I say nothing of the grotesque dresses with masks and artificial heads, introduced by some of the young Templars. They amused as such things do, for a while, and until one became accustomed to them. Then their pranks ceased to amuse. It is a power peculiar to man that he can continue to laugh at horse-play, buffoonery, and low humour for hours, while a woman is content to laugh for five minutes if she laughs at all. I believe that the admirers of those coarse and unfeeling books, “Tom Jones” and “Humphrey Clinker,” are entirely men.
All the ladies began by wearing masks, and a few of the men. One of them personated a shepherd in lamentation for the loss of his mistress; that is to say, he wore ribbons of black and crimson tied in bows about his sleeve, and carried a pastoral hook decorated with the same colours.

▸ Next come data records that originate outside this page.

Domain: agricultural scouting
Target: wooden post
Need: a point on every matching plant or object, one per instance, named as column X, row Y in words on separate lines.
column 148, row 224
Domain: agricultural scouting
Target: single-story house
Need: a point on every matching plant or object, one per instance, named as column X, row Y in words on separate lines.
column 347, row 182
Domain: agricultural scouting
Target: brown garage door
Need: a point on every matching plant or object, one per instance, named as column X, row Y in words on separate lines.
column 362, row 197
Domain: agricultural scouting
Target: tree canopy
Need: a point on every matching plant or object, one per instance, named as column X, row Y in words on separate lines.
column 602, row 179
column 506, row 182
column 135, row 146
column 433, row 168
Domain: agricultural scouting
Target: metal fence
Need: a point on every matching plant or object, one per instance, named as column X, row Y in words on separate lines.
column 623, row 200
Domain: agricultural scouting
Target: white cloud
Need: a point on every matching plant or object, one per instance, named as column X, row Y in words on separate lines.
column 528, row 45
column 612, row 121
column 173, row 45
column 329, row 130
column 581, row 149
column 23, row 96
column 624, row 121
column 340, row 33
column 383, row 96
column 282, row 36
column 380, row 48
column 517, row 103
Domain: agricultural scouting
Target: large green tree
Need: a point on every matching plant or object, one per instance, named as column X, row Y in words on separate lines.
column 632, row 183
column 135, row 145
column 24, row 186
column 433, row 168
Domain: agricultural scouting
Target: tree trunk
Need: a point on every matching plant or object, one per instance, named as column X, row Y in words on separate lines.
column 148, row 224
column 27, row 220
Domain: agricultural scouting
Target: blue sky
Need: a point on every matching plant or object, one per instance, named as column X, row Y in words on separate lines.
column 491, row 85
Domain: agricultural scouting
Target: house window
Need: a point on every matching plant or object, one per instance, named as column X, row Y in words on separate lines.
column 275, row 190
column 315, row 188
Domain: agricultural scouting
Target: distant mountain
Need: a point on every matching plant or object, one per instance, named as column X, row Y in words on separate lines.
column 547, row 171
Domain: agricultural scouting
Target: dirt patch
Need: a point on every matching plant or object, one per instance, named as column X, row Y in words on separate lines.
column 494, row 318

In this character some of the company easily recognised Lord Chudleigh; and when he led out for the first minuet a tall, hooded figure, in black velvet, some thought they recognised Kitty Pleydell.
“But why is he in mourning?” asked Peggy Baker, who understood what was meant. “She cannot have denied him. He must have another mistress for whom he has put on the black ribbons. Poor Kitty! we are all of us sorry for her. Yet pride still goes before a fall.”
No one knew what was meant except Lord Chudleigh’s partner, the figure in black velvet.
“I suppose,” continued Peggy, alluding to the absence of my hoops, “that she wants to show how a woman would look without the aid of art. I call it, for my part, odious!”